尽管这样,沈霖还是有些不得劲,毕竟眼前放着一个,却又不能真的不顾一切扒开衣服把对方肏哭,只能寻着位置,隔着杨闻弦的防护服狠狠那根同样饱胀的肉棒,将他欺负出低低的闷哼声,这才感觉心里舒畅些。
快到顶点的时候,沈霖用手握住自己的雄伟用力撸了几下,然后将射在掌心的腥腻白浊胡乱抹在被他吸得又红又肿的腺体上,看着杨闻弦屈辱不快的神色,他突然觉得这比出货的那刻还爽。
沈霖用膝盖顶蹭着杨闻弦的下体,稍稍用点技巧,就把那明摆着没有什么经历的小东西弄射了,趁着杨闻弦失神,将沾染着精液的手指探入他口中,夹着软舌搅弄戏耍。
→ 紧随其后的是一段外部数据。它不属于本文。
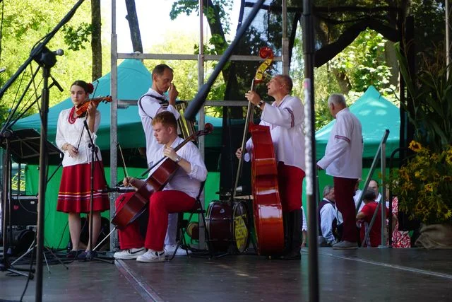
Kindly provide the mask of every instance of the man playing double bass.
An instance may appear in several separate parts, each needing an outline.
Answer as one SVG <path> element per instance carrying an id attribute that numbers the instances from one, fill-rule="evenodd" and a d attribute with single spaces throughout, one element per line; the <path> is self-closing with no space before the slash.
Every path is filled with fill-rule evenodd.
<path id="1" fill-rule="evenodd" d="M 278 180 L 285 226 L 284 259 L 300 259 L 302 190 L 304 178 L 304 110 L 302 101 L 289 93 L 292 79 L 286 75 L 274 76 L 267 84 L 268 95 L 275 98 L 271 105 L 266 103 L 254 91 L 245 93 L 249 101 L 262 110 L 261 125 L 270 127 L 278 162 Z M 246 142 L 249 153 L 252 142 Z M 248 154 L 244 159 L 249 160 Z M 242 149 L 236 152 L 240 158 Z"/>
<path id="2" fill-rule="evenodd" d="M 153 155 L 152 160 L 156 163 L 166 156 L 177 163 L 179 168 L 162 190 L 154 192 L 150 195 L 147 205 L 149 219 L 145 238 L 141 236 L 136 221 L 118 231 L 121 249 L 144 247 L 148 250 L 136 257 L 136 260 L 142 262 L 165 261 L 164 242 L 168 214 L 191 209 L 201 183 L 207 177 L 207 168 L 199 150 L 191 141 L 182 146 L 177 153 L 174 151 L 174 148 L 184 139 L 177 135 L 177 122 L 172 113 L 168 111 L 158 113 L 153 119 L 152 125 L 154 137 L 161 144 Z M 161 165 L 151 170 L 150 175 Z M 124 182 L 139 188 L 144 182 L 130 178 L 124 179 Z M 129 192 L 119 196 L 116 201 L 117 210 L 119 211 L 131 198 L 133 198 L 134 194 Z"/>

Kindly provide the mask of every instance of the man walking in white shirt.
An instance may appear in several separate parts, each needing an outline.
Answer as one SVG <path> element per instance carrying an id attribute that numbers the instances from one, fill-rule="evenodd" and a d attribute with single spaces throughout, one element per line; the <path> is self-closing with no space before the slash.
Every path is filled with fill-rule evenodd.
<path id="1" fill-rule="evenodd" d="M 168 65 L 160 64 L 153 70 L 152 86 L 148 90 L 146 93 L 140 98 L 138 101 L 138 115 L 141 119 L 141 124 L 144 134 L 146 138 L 146 161 L 149 167 L 153 165 L 152 158 L 155 156 L 162 145 L 160 144 L 154 137 L 154 130 L 153 129 L 153 120 L 157 113 L 162 111 L 169 111 L 179 119 L 180 115 L 176 109 L 176 99 L 179 95 L 179 91 L 176 89 L 176 86 L 172 83 L 173 70 Z M 167 96 L 165 93 L 168 92 Z M 162 103 L 168 103 L 168 107 L 165 109 L 162 106 Z M 177 234 L 177 214 L 170 214 L 168 216 L 168 229 L 165 240 L 165 250 L 170 254 L 177 247 L 176 237 Z M 123 248 L 121 250 L 114 253 L 117 259 L 133 259 L 141 253 L 145 252 L 144 248 Z M 184 251 L 180 250 L 181 254 Z M 178 250 L 178 252 L 179 251 Z"/>
<path id="2" fill-rule="evenodd" d="M 333 248 L 357 248 L 353 195 L 356 182 L 362 173 L 361 122 L 347 108 L 343 95 L 332 94 L 328 105 L 336 122 L 330 134 L 325 156 L 317 162 L 317 167 L 333 177 L 336 205 L 344 221 L 342 240 Z"/>

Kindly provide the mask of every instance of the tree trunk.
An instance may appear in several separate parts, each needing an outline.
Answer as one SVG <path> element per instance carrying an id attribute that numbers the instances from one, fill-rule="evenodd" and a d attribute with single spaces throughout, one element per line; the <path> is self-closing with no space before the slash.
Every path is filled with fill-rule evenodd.
<path id="1" fill-rule="evenodd" d="M 143 44 L 141 43 L 138 18 L 136 16 L 136 8 L 135 8 L 135 0 L 126 0 L 126 7 L 127 8 L 126 19 L 129 21 L 130 38 L 132 40 L 133 52 L 140 52 L 143 53 Z"/>
<path id="2" fill-rule="evenodd" d="M 92 81 L 102 76 L 102 39 L 100 30 L 100 0 L 91 0 L 91 51 L 93 52 Z"/>

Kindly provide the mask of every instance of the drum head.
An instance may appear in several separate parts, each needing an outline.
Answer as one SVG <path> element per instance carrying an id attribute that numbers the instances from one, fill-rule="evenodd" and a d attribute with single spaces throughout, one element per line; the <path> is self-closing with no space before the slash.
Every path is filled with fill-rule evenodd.
<path id="1" fill-rule="evenodd" d="M 243 202 L 235 202 L 232 208 L 232 236 L 234 248 L 239 252 L 244 252 L 249 245 L 249 226 L 246 205 Z"/>

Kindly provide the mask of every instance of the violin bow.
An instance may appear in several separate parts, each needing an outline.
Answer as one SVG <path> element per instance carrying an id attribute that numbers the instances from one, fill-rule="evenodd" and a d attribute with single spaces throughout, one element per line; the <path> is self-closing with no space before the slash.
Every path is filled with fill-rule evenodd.
<path id="1" fill-rule="evenodd" d="M 251 91 L 254 90 L 254 85 L 263 81 L 266 70 L 270 67 L 273 62 L 273 51 L 268 47 L 261 47 L 259 50 L 259 57 L 265 60 L 259 65 L 256 71 L 256 75 L 251 81 Z M 253 109 L 251 102 L 248 102 L 248 109 L 246 110 L 246 120 L 245 120 L 245 127 L 243 131 L 243 138 L 242 139 L 242 156 L 239 158 L 239 166 L 237 168 L 237 174 L 235 177 L 235 184 L 234 185 L 234 191 L 232 192 L 232 198 L 235 198 L 239 185 L 239 179 L 242 175 L 242 169 L 243 168 L 243 157 L 245 155 L 245 144 L 246 144 L 246 134 L 248 134 L 248 125 L 249 121 L 252 120 Z"/>

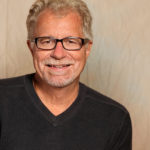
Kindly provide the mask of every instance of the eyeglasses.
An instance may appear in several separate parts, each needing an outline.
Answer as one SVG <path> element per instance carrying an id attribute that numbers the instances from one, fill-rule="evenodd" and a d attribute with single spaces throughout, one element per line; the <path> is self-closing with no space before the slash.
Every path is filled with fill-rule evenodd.
<path id="1" fill-rule="evenodd" d="M 89 40 L 79 37 L 66 37 L 63 39 L 55 39 L 53 37 L 36 37 L 35 44 L 41 50 L 53 50 L 58 42 L 61 42 L 64 49 L 68 51 L 80 50 Z"/>

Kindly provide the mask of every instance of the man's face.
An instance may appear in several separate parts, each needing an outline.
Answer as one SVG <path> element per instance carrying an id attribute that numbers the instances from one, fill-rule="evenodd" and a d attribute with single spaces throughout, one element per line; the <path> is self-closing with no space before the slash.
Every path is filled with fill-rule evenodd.
<path id="1" fill-rule="evenodd" d="M 83 36 L 81 18 L 77 13 L 58 17 L 49 10 L 40 13 L 35 26 L 35 37 L 50 36 L 57 39 Z M 53 50 L 43 51 L 34 45 L 30 46 L 36 76 L 52 87 L 65 87 L 78 83 L 92 43 L 84 45 L 80 50 L 67 51 L 61 42 Z"/>

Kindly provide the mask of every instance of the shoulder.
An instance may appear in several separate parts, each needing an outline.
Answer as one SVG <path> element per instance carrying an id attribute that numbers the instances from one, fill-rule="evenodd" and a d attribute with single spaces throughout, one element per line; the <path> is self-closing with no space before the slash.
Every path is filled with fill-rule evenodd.
<path id="1" fill-rule="evenodd" d="M 128 110 L 125 108 L 125 106 L 123 106 L 122 104 L 120 104 L 119 102 L 111 99 L 110 97 L 107 97 L 103 94 L 101 94 L 100 92 L 97 92 L 96 90 L 80 83 L 80 86 L 82 87 L 82 89 L 85 90 L 85 97 L 86 97 L 86 101 L 88 101 L 88 103 L 90 103 L 90 105 L 93 105 L 93 107 L 96 109 L 101 109 L 101 110 L 106 110 L 106 112 L 108 111 L 112 111 L 112 112 L 118 112 L 118 113 L 123 113 L 123 114 L 129 114 Z"/>

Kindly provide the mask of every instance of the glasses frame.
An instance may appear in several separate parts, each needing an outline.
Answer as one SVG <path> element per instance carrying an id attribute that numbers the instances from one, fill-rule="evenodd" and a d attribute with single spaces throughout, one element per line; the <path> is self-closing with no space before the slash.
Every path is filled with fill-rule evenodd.
<path id="1" fill-rule="evenodd" d="M 38 39 L 40 39 L 40 38 L 50 38 L 50 39 L 52 39 L 52 40 L 55 40 L 56 42 L 55 42 L 55 46 L 53 47 L 53 48 L 51 48 L 51 49 L 43 49 L 43 48 L 40 48 L 40 47 L 38 47 Z M 64 43 L 63 43 L 63 41 L 65 40 L 65 39 L 80 39 L 81 40 L 81 46 L 80 46 L 80 48 L 78 48 L 78 49 L 67 49 L 67 48 L 65 48 L 65 46 L 64 46 Z M 41 50 L 54 50 L 55 48 L 56 48 L 56 46 L 57 46 L 57 43 L 58 42 L 61 42 L 61 44 L 62 44 L 62 46 L 63 46 L 63 48 L 65 49 L 65 50 L 68 50 L 68 51 L 76 51 L 76 50 L 80 50 L 82 47 L 83 47 L 83 45 L 85 45 L 86 43 L 88 43 L 89 42 L 89 39 L 83 39 L 83 38 L 80 38 L 80 37 L 73 37 L 73 36 L 70 36 L 70 37 L 65 37 L 65 38 L 62 38 L 62 39 L 56 39 L 56 38 L 53 38 L 53 37 L 51 37 L 51 36 L 43 36 L 43 37 L 36 37 L 36 38 L 34 38 L 34 42 L 35 42 L 35 44 L 36 44 L 36 47 L 38 48 L 38 49 L 41 49 Z"/>

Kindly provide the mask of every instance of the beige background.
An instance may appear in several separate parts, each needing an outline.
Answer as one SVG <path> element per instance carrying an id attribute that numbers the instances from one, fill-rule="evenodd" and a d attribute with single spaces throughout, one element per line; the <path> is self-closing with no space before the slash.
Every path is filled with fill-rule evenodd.
<path id="1" fill-rule="evenodd" d="M 0 0 L 0 78 L 33 71 L 25 20 L 34 0 Z M 86 0 L 94 46 L 81 80 L 124 104 L 133 150 L 150 149 L 150 1 Z"/>

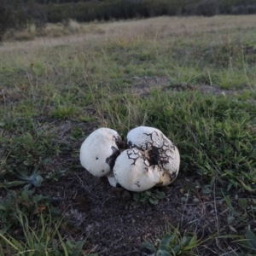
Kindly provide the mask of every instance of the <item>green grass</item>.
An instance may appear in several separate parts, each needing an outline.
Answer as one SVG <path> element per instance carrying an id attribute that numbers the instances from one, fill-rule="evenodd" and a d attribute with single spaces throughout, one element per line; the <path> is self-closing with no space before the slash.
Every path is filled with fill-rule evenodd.
<path id="1" fill-rule="evenodd" d="M 88 135 L 81 128 L 84 124 L 115 129 L 123 137 L 130 129 L 143 125 L 161 130 L 177 144 L 181 172 L 196 173 L 226 202 L 226 195 L 236 191 L 236 199 L 242 194 L 248 204 L 256 191 L 256 57 L 255 51 L 250 51 L 255 46 L 251 24 L 247 16 L 158 18 L 97 24 L 105 33 L 74 34 L 68 38 L 72 41 L 45 38 L 44 43 L 35 38 L 3 44 L 0 189 L 16 188 L 17 192 L 9 190 L 9 196 L 20 200 L 27 185 L 32 189 L 44 186 L 43 179 L 58 181 L 75 166 L 60 164 L 48 175 L 44 167 L 55 163 L 60 154 L 79 159 L 79 145 Z M 153 84 L 155 78 L 167 82 Z M 226 90 L 218 89 L 216 96 L 189 89 L 206 84 Z M 145 88 L 148 95 L 143 97 L 139 94 Z M 60 131 L 68 121 L 75 125 Z M 51 202 L 47 203 L 50 209 Z M 5 218 L 6 213 L 0 214 L 5 216 L 0 218 L 0 255 L 23 252 L 44 255 L 43 251 L 50 253 L 54 248 L 61 255 L 80 255 L 71 252 L 81 252 L 84 243 L 64 241 L 61 221 L 54 225 L 50 214 L 39 214 L 32 227 L 26 212 L 6 204 L 2 201 L 0 211 L 9 207 L 13 221 Z M 236 226 L 232 218 L 238 213 L 230 203 L 227 205 L 230 208 L 227 222 Z M 29 209 L 27 214 L 34 211 Z M 238 214 L 244 217 L 237 221 L 243 231 L 254 218 L 253 205 L 250 211 L 246 209 L 246 216 Z M 14 236 L 12 227 L 22 230 L 25 241 Z M 164 239 L 172 240 L 174 247 L 181 244 L 183 254 L 202 243 L 195 234 L 186 238 L 177 230 L 175 234 Z M 253 235 L 241 232 L 239 238 L 250 240 Z M 250 245 L 250 250 L 255 250 L 249 241 Z M 173 250 L 170 255 L 178 253 Z"/>

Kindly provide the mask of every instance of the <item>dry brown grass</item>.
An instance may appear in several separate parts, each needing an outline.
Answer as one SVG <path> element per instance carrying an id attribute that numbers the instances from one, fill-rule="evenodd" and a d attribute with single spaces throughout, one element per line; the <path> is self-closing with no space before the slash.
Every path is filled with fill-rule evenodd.
<path id="1" fill-rule="evenodd" d="M 163 40 L 166 38 L 173 37 L 176 40 L 179 37 L 188 39 L 198 33 L 217 32 L 220 38 L 228 37 L 229 32 L 235 28 L 253 28 L 256 19 L 253 15 L 240 16 L 214 16 L 205 17 L 158 17 L 145 20 L 114 21 L 108 23 L 77 23 L 72 22 L 72 27 L 75 26 L 75 33 L 65 35 L 61 32 L 61 24 L 49 24 L 46 28 L 46 35 L 49 37 L 37 38 L 28 42 L 4 42 L 0 47 L 1 51 L 12 51 L 32 48 L 53 47 L 61 44 L 73 45 L 81 42 L 100 42 L 116 39 L 134 40 L 144 37 L 155 40 Z M 224 32 L 224 34 L 222 32 Z M 33 32 L 33 29 L 32 30 Z M 58 34 L 56 36 L 56 33 Z M 216 36 L 216 35 L 215 35 Z"/>

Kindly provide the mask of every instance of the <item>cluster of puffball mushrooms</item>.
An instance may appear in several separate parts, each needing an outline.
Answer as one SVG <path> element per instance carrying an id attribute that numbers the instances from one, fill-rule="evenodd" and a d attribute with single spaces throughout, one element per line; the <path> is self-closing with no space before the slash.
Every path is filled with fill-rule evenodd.
<path id="1" fill-rule="evenodd" d="M 156 128 L 134 128 L 125 143 L 114 130 L 99 128 L 83 143 L 80 162 L 94 176 L 107 176 L 113 187 L 119 183 L 127 190 L 140 192 L 172 183 L 178 173 L 180 156 L 176 146 Z"/>

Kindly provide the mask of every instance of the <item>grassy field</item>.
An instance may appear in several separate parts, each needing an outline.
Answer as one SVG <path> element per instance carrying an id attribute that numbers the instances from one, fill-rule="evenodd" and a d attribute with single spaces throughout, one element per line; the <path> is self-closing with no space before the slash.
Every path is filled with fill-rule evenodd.
<path id="1" fill-rule="evenodd" d="M 255 25 L 71 21 L 3 42 L 0 255 L 255 255 Z M 157 205 L 142 194 L 134 208 L 79 154 L 96 128 L 125 138 L 142 125 L 176 143 L 181 168 Z"/>

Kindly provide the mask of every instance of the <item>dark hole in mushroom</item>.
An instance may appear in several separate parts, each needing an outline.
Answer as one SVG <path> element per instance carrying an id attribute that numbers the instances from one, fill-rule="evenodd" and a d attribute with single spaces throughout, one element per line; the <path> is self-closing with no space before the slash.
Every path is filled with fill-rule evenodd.
<path id="1" fill-rule="evenodd" d="M 113 153 L 109 157 L 106 159 L 106 163 L 110 166 L 111 169 L 113 169 L 115 160 L 120 154 L 120 152 L 118 148 L 113 146 L 111 147 L 111 149 L 113 150 Z"/>
<path id="2" fill-rule="evenodd" d="M 157 166 L 160 160 L 159 148 L 153 146 L 152 149 L 148 152 L 148 161 L 150 163 L 150 166 Z"/>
沈霖做好了被咬的准备,但杨闻弦只是怒瞪他,扭头将那两根作怪的手指吐出来。
手是机师的生命。
哪怕是被激怒的时候,杨闻弦还是想着这点的。这下沈霖在他身上寻到了一个与厉冰相像的要素,似乎隐约有些明白厉冰为什么这么偏心眼地护着他了。沈霖顿时觉得有些无趣,说:“发情期这段时间必须找个喂饱你,如果没有信息素持续中和,你手贱打进去抑制剂会出来折腾死你。实在求不到人,你的好长官不会看着你受苦的。”
一语成谶。
两人清理完毕换好常服走到中途就碰上了过来找人的厉中校。厉冰嗅到了杨闻弦身上沾染的味道,一拳把沈霖揍在地上顺便翻滚两周半,平日收敛隐藏的信息素简直要变成肉眼可见的杀气了。
选错初恋对象不仅严重影响恋爱观婚姻观和性向,还会对人生造成不可估量的伤害。